В этом должно было быть какое-то послание. Чтобы передать его, он и завел меня в этот глухой лес.
А может быть, мальчик хотел просто оставить какой-нибудь след в этом мире? След настолько болезненный, чтобы я никогда не смог его забыть.
Но зачем? Его существование так или иначе уже запечатлелось в моем сознании. Я все равно никогда его не забуду. Даже если мальчик уже навсегда исчез из этого мира.
Я поднял голову и посмотрел по сторонам. Я был на втором этаже библиотеки, в кабинете директора. Потолок, стены и пол выглядели как обычно. А в высокое окно светило вечернее солнце.
Из этого мира.
Глядя на комнату, я вдруг заметил, что ее размеры постепенно менялись. Да, потолок становился то слишком широким, то чересчур узким. Стены сжимались и разжимались будто под давлением толщи воды снаружи. Вся комната, казалось, двигалась и пульсировала, как чья- то сердечная мышца. Оконные рамы выгибались, а стекла вибрировали.
Сначала я подумал, что началось землетрясение. Но дело было не в этом. Это меня самого трясло изнутри. А комната просто дрожала вместе со мной. Я положил локти на стол, и закрыл лицо руками. Сидел так какое-то время и терпеливо ждал, пока дрожь утихнет.
Когда я убрал руки от лица и открыл глаза странное ощущение уже исчезло. Комната была неподвижна.
Но ее обстановка показалась мне немного иной, нежели раньше. Как будто после перестановки мебель вернули на прежнее место, добросовестно пытаясь расставить в точности так же, как было до нее, но все-таки не сумели избежать небольшой погрешности. Другие люди, вероятно, не заметили бы разницы. Но я заметил.
Или, может быть, мне это просто показалось? Возможно, мои нервы еще не оправились от ночного кошмара? У меня не было уверенности, что грань между сном и реальностью действительно существовала.

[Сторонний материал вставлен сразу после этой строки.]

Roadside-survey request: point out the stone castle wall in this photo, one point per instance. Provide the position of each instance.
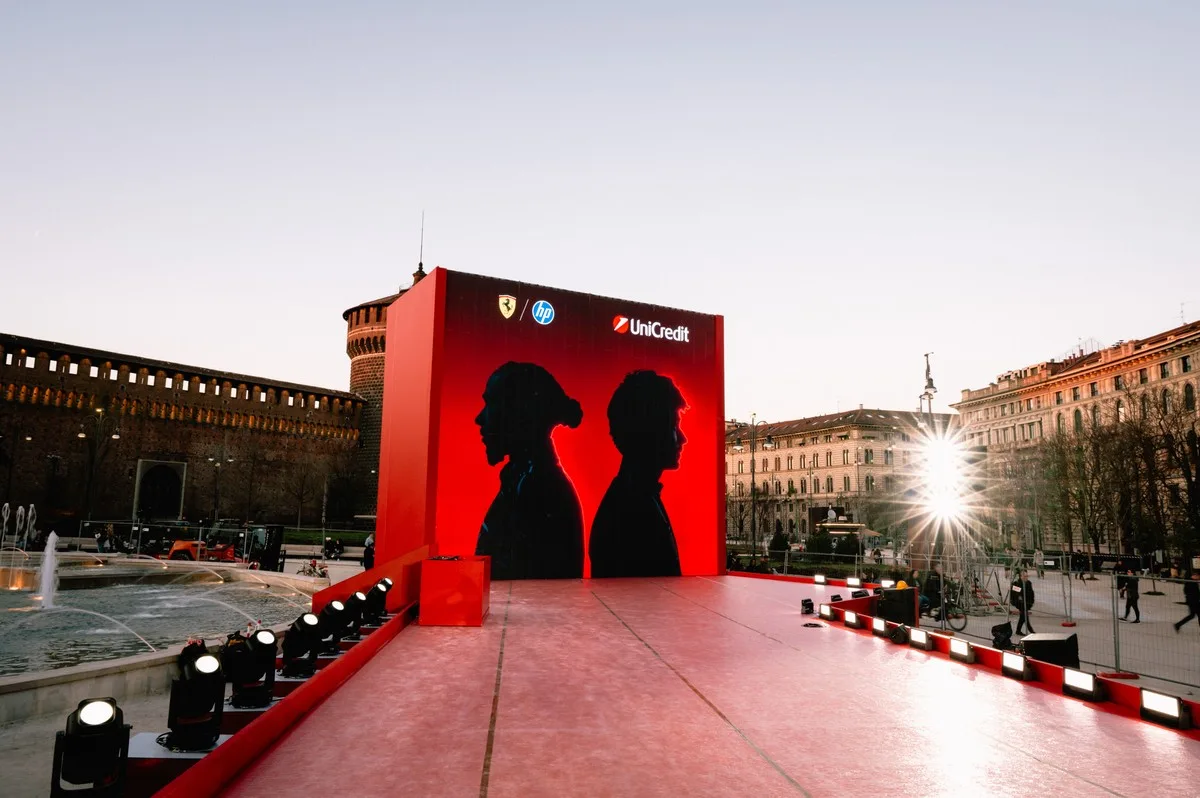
(253, 448)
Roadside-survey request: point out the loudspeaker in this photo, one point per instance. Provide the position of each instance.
(899, 606)
(1002, 636)
(1053, 647)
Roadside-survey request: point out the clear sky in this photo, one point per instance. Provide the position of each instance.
(850, 184)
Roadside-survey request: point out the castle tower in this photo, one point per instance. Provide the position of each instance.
(366, 327)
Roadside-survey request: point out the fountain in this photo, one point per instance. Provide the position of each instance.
(30, 528)
(46, 580)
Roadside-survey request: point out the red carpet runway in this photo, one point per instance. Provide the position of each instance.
(699, 687)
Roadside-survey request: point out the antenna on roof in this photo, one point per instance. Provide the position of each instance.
(420, 258)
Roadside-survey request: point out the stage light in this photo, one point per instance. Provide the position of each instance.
(921, 639)
(197, 701)
(1164, 709)
(91, 754)
(249, 664)
(376, 606)
(1081, 685)
(1002, 636)
(961, 651)
(333, 625)
(300, 646)
(1015, 665)
(353, 616)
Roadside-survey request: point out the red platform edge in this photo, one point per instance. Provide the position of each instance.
(219, 769)
(1121, 697)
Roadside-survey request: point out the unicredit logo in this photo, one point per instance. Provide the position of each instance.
(623, 324)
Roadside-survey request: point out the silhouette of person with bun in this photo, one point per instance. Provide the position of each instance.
(534, 528)
(631, 533)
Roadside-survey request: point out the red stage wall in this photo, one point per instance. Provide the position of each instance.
(448, 335)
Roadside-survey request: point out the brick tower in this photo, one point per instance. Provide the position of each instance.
(366, 327)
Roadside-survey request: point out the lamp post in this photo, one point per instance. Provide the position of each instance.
(103, 429)
(768, 443)
(13, 437)
(216, 483)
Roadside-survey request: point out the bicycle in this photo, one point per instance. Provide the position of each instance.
(953, 609)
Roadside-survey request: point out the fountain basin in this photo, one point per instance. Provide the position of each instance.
(34, 640)
(60, 690)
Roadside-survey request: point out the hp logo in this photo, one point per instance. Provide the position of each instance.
(543, 312)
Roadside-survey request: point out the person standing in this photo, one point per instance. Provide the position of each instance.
(1020, 595)
(1192, 598)
(1128, 586)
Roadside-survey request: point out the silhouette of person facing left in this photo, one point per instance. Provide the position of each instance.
(631, 533)
(534, 527)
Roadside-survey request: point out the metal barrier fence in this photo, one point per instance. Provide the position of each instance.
(1092, 605)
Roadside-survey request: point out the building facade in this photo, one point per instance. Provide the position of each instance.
(781, 477)
(96, 435)
(1026, 406)
(1029, 407)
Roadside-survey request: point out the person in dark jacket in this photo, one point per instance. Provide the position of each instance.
(1128, 587)
(1192, 597)
(1020, 595)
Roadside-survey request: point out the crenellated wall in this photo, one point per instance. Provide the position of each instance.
(61, 405)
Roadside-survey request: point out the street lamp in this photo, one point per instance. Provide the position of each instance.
(15, 437)
(216, 484)
(768, 443)
(106, 429)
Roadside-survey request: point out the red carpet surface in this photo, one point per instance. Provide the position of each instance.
(699, 687)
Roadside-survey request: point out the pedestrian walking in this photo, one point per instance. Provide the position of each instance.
(1192, 597)
(1020, 595)
(1128, 587)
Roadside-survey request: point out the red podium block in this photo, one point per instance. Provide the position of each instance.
(455, 592)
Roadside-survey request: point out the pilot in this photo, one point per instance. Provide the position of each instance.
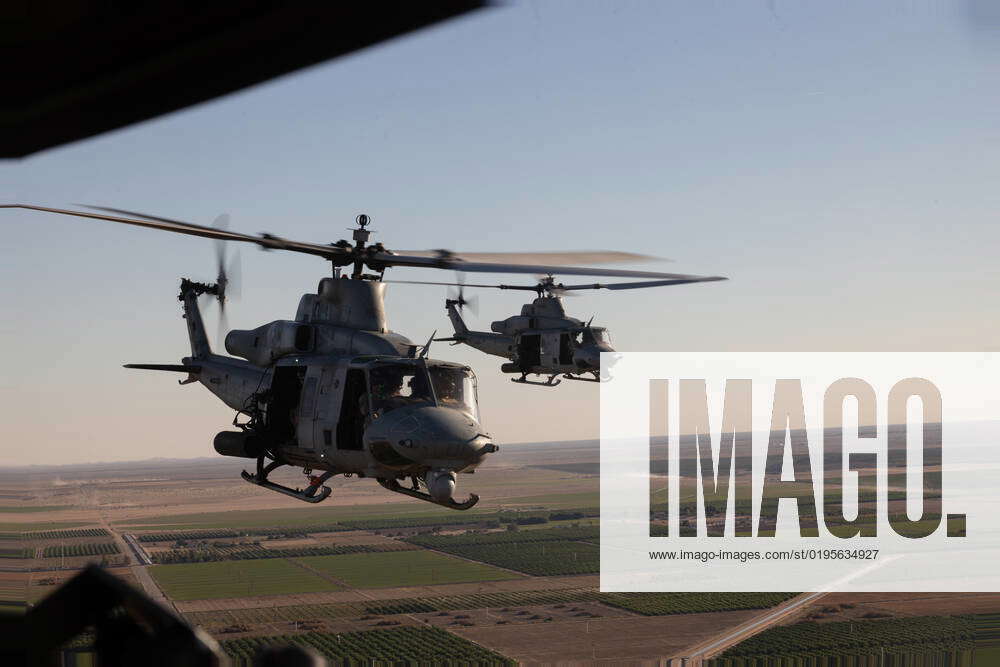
(386, 385)
(447, 386)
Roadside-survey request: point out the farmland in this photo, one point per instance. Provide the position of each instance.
(414, 568)
(539, 552)
(404, 645)
(514, 575)
(646, 604)
(88, 549)
(237, 579)
(210, 552)
(814, 640)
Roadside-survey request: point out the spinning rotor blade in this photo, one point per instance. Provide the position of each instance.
(678, 279)
(550, 258)
(378, 259)
(642, 284)
(383, 259)
(266, 241)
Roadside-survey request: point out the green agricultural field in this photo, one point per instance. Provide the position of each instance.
(403, 568)
(398, 646)
(28, 509)
(538, 558)
(913, 636)
(647, 604)
(230, 579)
(19, 527)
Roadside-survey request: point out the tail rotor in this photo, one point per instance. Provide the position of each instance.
(228, 277)
(459, 297)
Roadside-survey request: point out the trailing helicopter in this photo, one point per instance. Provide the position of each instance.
(335, 391)
(543, 339)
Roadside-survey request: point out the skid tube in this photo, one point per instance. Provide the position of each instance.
(393, 485)
(308, 495)
(551, 382)
(580, 378)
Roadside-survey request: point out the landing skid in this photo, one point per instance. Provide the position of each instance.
(580, 378)
(551, 382)
(308, 495)
(393, 485)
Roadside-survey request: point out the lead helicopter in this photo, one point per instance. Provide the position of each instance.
(334, 390)
(543, 339)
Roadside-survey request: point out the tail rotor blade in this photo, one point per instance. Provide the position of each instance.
(235, 276)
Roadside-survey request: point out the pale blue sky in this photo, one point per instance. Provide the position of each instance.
(838, 162)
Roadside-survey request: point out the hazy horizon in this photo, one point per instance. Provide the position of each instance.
(837, 163)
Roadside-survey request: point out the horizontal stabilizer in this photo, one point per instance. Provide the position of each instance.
(177, 368)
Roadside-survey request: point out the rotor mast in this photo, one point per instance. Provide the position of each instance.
(361, 236)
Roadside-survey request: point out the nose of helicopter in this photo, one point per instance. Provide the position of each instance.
(588, 357)
(435, 436)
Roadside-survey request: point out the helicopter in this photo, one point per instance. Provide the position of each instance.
(543, 340)
(335, 391)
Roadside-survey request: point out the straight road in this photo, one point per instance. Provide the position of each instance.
(695, 655)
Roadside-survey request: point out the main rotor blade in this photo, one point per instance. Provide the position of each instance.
(643, 284)
(266, 241)
(558, 287)
(383, 259)
(426, 282)
(551, 258)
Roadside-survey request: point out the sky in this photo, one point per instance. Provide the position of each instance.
(838, 162)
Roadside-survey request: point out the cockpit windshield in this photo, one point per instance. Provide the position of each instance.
(393, 385)
(596, 335)
(455, 387)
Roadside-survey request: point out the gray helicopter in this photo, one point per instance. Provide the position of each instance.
(334, 390)
(543, 339)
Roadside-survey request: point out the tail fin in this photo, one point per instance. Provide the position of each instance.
(200, 347)
(456, 319)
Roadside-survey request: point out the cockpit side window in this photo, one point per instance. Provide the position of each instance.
(393, 385)
(593, 335)
(455, 388)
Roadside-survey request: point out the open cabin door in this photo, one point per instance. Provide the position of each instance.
(328, 399)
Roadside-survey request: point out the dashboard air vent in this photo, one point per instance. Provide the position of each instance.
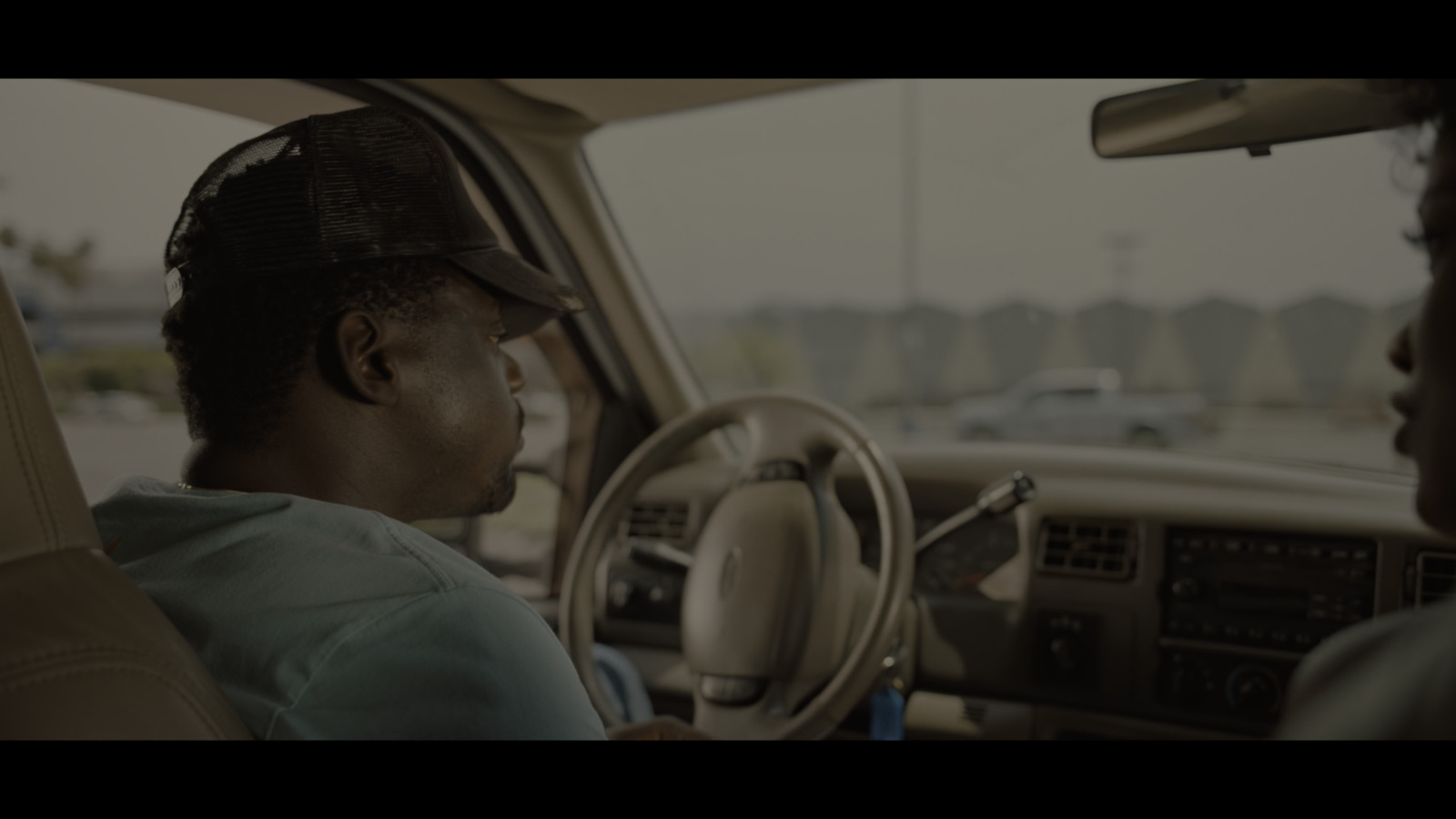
(1434, 577)
(657, 521)
(1106, 550)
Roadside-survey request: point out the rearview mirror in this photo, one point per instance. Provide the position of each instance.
(1208, 116)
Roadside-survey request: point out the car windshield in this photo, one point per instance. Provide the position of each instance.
(932, 252)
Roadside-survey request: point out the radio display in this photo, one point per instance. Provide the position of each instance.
(1271, 601)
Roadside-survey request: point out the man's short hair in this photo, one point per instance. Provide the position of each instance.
(240, 350)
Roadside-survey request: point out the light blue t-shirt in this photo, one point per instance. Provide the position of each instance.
(325, 622)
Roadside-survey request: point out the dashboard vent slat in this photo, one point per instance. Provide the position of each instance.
(657, 521)
(1434, 577)
(1088, 548)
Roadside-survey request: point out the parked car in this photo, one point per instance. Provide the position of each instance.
(1082, 405)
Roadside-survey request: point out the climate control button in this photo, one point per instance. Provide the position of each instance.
(1252, 690)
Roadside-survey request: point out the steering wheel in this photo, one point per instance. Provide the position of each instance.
(771, 627)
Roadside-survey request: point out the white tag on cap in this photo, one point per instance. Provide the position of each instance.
(174, 286)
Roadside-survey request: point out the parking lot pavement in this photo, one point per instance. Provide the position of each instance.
(1281, 435)
(108, 450)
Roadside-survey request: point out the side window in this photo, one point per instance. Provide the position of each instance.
(91, 184)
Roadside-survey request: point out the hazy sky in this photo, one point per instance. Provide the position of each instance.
(798, 197)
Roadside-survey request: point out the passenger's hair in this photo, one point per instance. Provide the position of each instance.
(1427, 101)
(240, 347)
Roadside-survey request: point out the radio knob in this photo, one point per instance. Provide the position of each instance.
(1186, 589)
(1252, 690)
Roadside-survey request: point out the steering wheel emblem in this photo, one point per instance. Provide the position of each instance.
(730, 577)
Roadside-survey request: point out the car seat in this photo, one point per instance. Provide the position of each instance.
(84, 652)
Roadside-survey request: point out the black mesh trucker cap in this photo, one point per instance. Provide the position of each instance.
(363, 184)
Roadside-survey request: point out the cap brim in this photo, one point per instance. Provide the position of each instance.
(541, 298)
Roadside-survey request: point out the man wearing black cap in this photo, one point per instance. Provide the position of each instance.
(337, 308)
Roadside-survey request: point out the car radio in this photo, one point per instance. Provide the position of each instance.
(1239, 610)
(1266, 591)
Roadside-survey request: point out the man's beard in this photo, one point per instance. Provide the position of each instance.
(500, 491)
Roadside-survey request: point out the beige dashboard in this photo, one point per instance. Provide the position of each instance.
(1200, 583)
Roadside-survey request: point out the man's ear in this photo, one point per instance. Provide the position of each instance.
(360, 356)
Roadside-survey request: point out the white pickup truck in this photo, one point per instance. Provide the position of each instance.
(1085, 405)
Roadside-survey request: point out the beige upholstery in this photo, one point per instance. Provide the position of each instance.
(84, 653)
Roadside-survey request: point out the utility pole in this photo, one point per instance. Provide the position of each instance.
(910, 336)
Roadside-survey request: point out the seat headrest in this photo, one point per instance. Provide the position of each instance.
(41, 500)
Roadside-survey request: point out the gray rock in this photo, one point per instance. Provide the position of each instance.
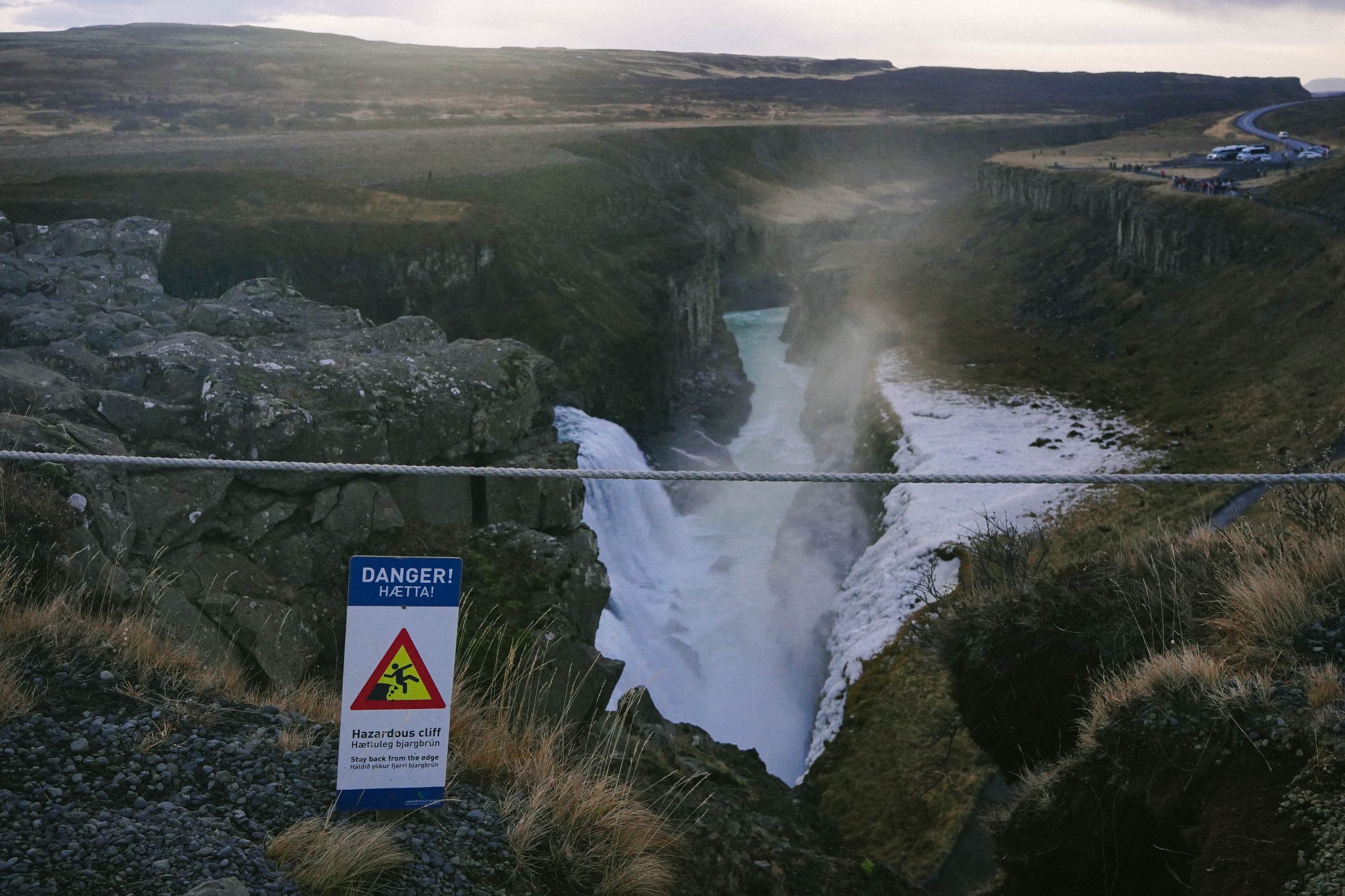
(573, 681)
(362, 508)
(540, 504)
(30, 389)
(174, 507)
(435, 501)
(87, 237)
(142, 238)
(144, 419)
(249, 606)
(74, 359)
(14, 278)
(221, 887)
(323, 503)
(195, 628)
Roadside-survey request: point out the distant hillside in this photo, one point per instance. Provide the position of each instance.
(152, 77)
(1323, 120)
(1327, 85)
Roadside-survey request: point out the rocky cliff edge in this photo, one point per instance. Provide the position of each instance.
(96, 358)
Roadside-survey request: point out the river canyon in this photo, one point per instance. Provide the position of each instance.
(752, 613)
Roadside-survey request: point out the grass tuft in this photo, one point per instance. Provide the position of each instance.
(567, 809)
(1324, 685)
(340, 859)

Я осторожно дотронулся пальцем до мочки правого уха. Она была мягкой и теплой и больше не болела. Боль оставалась только в моем сознании. Наверное, память о ней не исчезнет никогда. Так мне тогда показалось. Да, эта боль была похоже на клеймо, поставленное раскаленным железом. И это клеймо останется со мной до конца моих дней.
61
Ближе к вечеру я позвонил в кофейню и пригласил подругу поужинать вместе.
- Как твое ухо? - спросила она, - Все еще болит?
- Нет, уже прошло, спасибо.
- Смотри, больше не позволяй никому себя кусать!
- Постараюсь, - ответил я, - Так ты придешь на ужин?
- С удовольствием, никаких планов у меня нет. Зайдешь за мной после работы?
- Конечно!
Я повесил трубку, заглянул в холодильник и стал думать, что можно приготовить из имевшихся там продуктов. В итоге остановил свой выбор на салате из мидий.
Думая о таких простых и конкретных вещах, как приготовление еды, я всегда начинаю чувствовать себя спокойнее. Они хорошо отвлекают от разных назойливых мыслей. Таких, как, например, безуспешные попытки вспомнить название произведения, которое исполнял квартет Джерри Маллигана.
Когда я незадолго до закрытия библиотеки встретил в читальном зале Соэду, она рассказала мне, что братья мальчика планируют вернуться в Токио на следующий день.
- Конечно, они очень раздосадованы тем, что так и не смогли найти никаких его следов. Но у них есть работа и учеба, и оставаться здесь дольше они не могут.
- Полиция тоже так ничего и не обнаружила?
Соэда покачала головой.
- Нет. Я не хочу сказать, что местные полицейские некомпетентны, но в таком маленьком городке, как наш, редко пропадают дети, и полиция просто не имеет достаточно опыта в расследовании подобных происшествий.
- Знаешь, что не дает мне покоя, - сказал я, - Если бы мальчик решил сбежать из дома, он бы обязательно надел толстовку с желтой подводной лодкой. Для него она - как вторая кожа, он бы ни за что ее не оставил, разве не так?
- Ты прав. Если бы он убежал, то обязательно захватил бы толстовку с собой.
- Но он этого не сделал.
- По словам его матери - не сделал. Она утверждает, что все вещи остались на месте. Я специально несколько раз это у нее уточнила.